9And he dreamed another dream, and related it to his father, and to his brethren, and said, Behold, I have dreamed another dream: as it were the sun, and the moon, and the eleven stars did me reverence. 10And his father rebuked him, and said to him,‘What is this dream which thou hast dreamed? Shall indeed both I and thy mother and thy brethren come and bow before thee to the earth?’”  (Brenton)

Be a Berean and study for yourself. Begin to filter your understanding according to the type of Biblical genre you are reading. Is the passage apocalyptic, poetic, historical, Epistolic, Prophetic? Learn this first, then proceed.

Here is a quote from Pastor Mel Lorenz[1]

“Later today I will go to my mailbox, remove its contents, go into the kitchen, and sort the mail. I will be able to tell from the size, packaging, and addresses on the mail which pieces are advertising, bills, and personal mail. This sorting into types helps me discern the value of the different pieces.

There is a large bookstore I frequently visit. I know just where to find histories and biographies, novels and picture books, technical manuals and reference works. Knowing the different genres and where to find them helps me gain what I am looking for.

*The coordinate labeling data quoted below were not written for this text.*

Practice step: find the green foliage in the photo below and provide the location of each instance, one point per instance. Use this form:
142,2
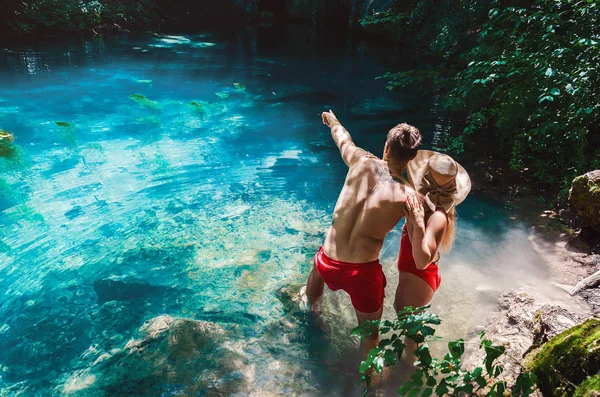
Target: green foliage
567,360
433,375
533,75
525,73
7,147
76,15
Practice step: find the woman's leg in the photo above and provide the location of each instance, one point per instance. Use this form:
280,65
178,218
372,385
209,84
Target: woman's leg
368,342
412,291
314,290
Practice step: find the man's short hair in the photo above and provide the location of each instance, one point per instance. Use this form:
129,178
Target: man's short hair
403,141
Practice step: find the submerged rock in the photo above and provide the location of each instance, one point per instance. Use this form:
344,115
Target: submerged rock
111,289
569,359
169,355
584,196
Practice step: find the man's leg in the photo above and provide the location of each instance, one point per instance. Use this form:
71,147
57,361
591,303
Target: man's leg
314,290
368,342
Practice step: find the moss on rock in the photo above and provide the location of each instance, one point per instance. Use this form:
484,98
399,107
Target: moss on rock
567,360
585,198
589,388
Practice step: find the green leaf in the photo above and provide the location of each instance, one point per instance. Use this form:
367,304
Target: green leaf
457,348
414,393
404,389
442,388
424,355
378,364
427,392
364,366
390,357
417,379
481,382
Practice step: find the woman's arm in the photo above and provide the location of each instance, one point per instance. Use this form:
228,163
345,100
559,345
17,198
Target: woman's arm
425,240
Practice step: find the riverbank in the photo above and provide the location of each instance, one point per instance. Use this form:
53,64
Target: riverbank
527,317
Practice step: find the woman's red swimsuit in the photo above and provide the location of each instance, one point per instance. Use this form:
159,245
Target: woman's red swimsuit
364,282
406,263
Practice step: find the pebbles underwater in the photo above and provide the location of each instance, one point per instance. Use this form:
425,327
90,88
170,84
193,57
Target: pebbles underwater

And when I open the Bible, I know from having studied it for decades whether I am reading a gospel passage, a prophecy, a Psalm, or an epistle. I do not expect Isaiah to lay out the details of the history of Israel as do the books of Kings and Chronicles. I know when I’m studying a Psalm that the forms of a poem or song will help me understand the meaning. And when I read 1 Corinthians I know I’m listening to one side of a two-sided conversation.